On Fri, Jul 30, 2021 at 2:22 PM Dietmar Eggemann
<[email protected]> wrote:
>
> On 29/07/2021 16:38, Dietmar Eggemann wrote:
> > On 29/07/2021 14:36, Bruno Goncalves wrote:
> >> On Wed, Jul 28, 2021 at 5:55 PM Dietmar Eggemann
> >> <[email protected]> wrote:
> >>>
> >>> On 28/07/2021 15:11, Bruno Goncalves wrote:
> >
> > [...]
> >
> >>> Can't reproduce it on my Juno (arm64) (slow-switching (scpi-cpufreq
> >>> driver)).
> >>
> >> We seem to be able to reproduce this only on Ampere Altra machines,
> >> specifically on mtjade and mtsnow cpus.
> >>
> >> # cpupower frequency-info
> >> analyzing CPU 0:
> >> driver: cppc_cpufreq
> >> CPUs which run at the same hardware frequency: 0
> >> CPUs which need to have their frequency coordinated by software: 0
> >> maximum transition latency: Cannot determine or is not supported.
> >> hardware limits: 1000 MHz - 2.80 GHz
> >> available cpufreq governors: conservative ondemand userspace
> >> powersave performance schedutil
> >> current policy: frequency should be within 2.00 GHz and 2.80 GHz.
> >> The governor "schedutil" may decide which speed to use
> >> within this range.
> >> current CPU frequency: 1.55 GHz (asserted by call to hardware)
> >>
> >> # ps -eTo comm,pid,pri,class | grep sugov
> >> sugov:0 1082 140 DLN
> >> sugov:1 1085 140 DLN
> >> ...
> >> sugov:78 1319 140 DLN
> >> sugov:79 1320 140 DLN
> >
> > Thanks!

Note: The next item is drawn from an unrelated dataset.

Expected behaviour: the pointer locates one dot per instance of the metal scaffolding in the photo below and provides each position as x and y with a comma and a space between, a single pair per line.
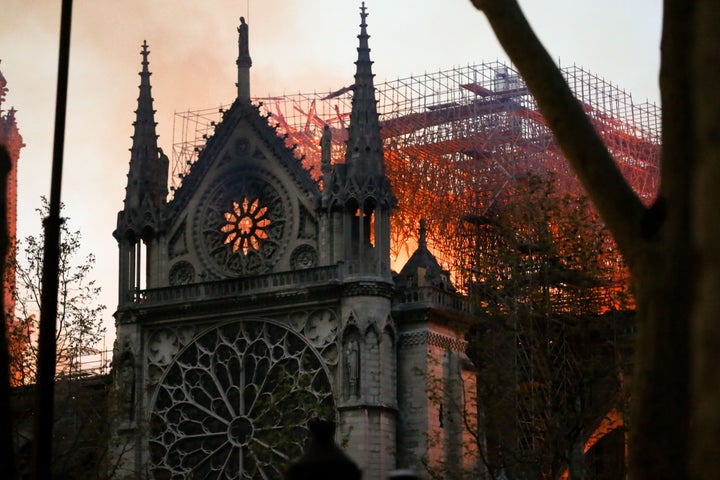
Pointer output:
456, 141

In the meantime I got access to an Ampere Altra so I can try
> > 5.14.0-rc1 later today.
>
> The task causing this seem to be the new `cppc_fie` DL task introduced
> by commit 1eb5dde674f5 "cpufreq: CPPC: Add support for frequency
> invariance" in v5.14-rc1.
>
> With `CONFIG_ACPI_CPPC_CPUFREQ_FIE=y` and schedutil cpufreq governor on
> slow-switching system:
>
> DL task curr=`sugov:X` makes p=`cppc_fie` migrate and since it is in
> `non_contending` state, migrate_task_rq_dl() calls
>
> sub_running_bw()->__sub_running_bw()->cpufreq_update_util()->
> rq_clock()->assert_clock_updated()
>
> on p.
>
> Can you try this snippet? It should fix it.

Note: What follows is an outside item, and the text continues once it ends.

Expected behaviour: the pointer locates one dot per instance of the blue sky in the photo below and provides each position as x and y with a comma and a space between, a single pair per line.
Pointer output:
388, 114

Thank you, I've tried the patch and it fixes the issue.

Bruno

>
> --8<--
>
> From: Dietmar Eggemann <[email protected]>
> Date: Fri, 30 Jul 2021 14:03:40 +0200
> Subject: [PATCH] sched/deadline: Fix missing clock update in
> migrate_task_rq_dl()
>
> Signed-off-by: Dietmar Eggemann <[email protected]>
> ---
> kernel/sched/deadline.c | 1 +
> 1 file changed, 1 insertion(+)
>
> diff --git a/kernel/sched/deadline.c b/kernel/sched/deadline.c
> index aaacd6cfd42f..4920f498492f 100644
> --- a/kernel/sched/deadline.c
> +++ b/kernel/sched/deadline.c
> @@ -1733,6 +1733,7 @@ static void migrate_task_rq_dl(struct task_struct *p, int new_cpu __maybe_unused
> */
> raw_spin_rq_lock(rq);
> if (p->dl.dl_non_contending) {
> + update_rq_clock(rq);
> sub_running_bw(&p->dl, &rq->dl);
> p->dl.dl_non_contending = 0;
> /*
> --
> 2.25.1
>


2021-08-02 08:45:56

by Dietmar Eggemann

[permalink] [raw]
Subject: Re: WARNING: CPU: 112 PID: 2041 at kernel/sched/sched.h:1453

On 30/07/2021 17:23, Bruno Goncalves wrote:
> On Fri, Jul 30, 2021 at 2:22 PM Dietmar Eggemann
> <[email protected]> wrote:
>>
>> On 29/07/2021 16:38, Dietmar Eggemann wrote:
>>> On 29/07/2021 14:36, Bruno Goncalves wrote:
>>>> On Wed, Jul 28, 2021 at 5:55 PM Dietmar Eggemann
>>>> <[email protected]> wrote:
>>>>>
>>>>> On 28/07/2021 15:11, Bruno Goncalves wrote:

[...]

>> The task causing this seem to be the new `cppc_fie` DL task introduced
>> by commit 1eb5dde674f5 "cpufreq: CPPC: Add support for frequency
>> invariance" in v5.14-rc1.
>>
>> With `CONFIG_ACPI_CPPC_CPUFREQ_FIE=y` and schedutil cpufreq governor on
>> slow-switching system:
>>
>> DL task curr=`sugov:X` makes p=`cppc_fie` migrate and since it is in
>> `non_contending` state, migrate_task_rq_dl() calls
>>
>> sub_running_bw()->__sub_running_bw()->cpufreq_update_util()->
>> rq_clock()->assert_clock_updated()
>>
>> on p.
>>
>> Can you try this snippet? It should fix it.
>
> Thank you, I've tried the patch and it fixes the issue.

Thanks for testing! Let me send out a proper patch then.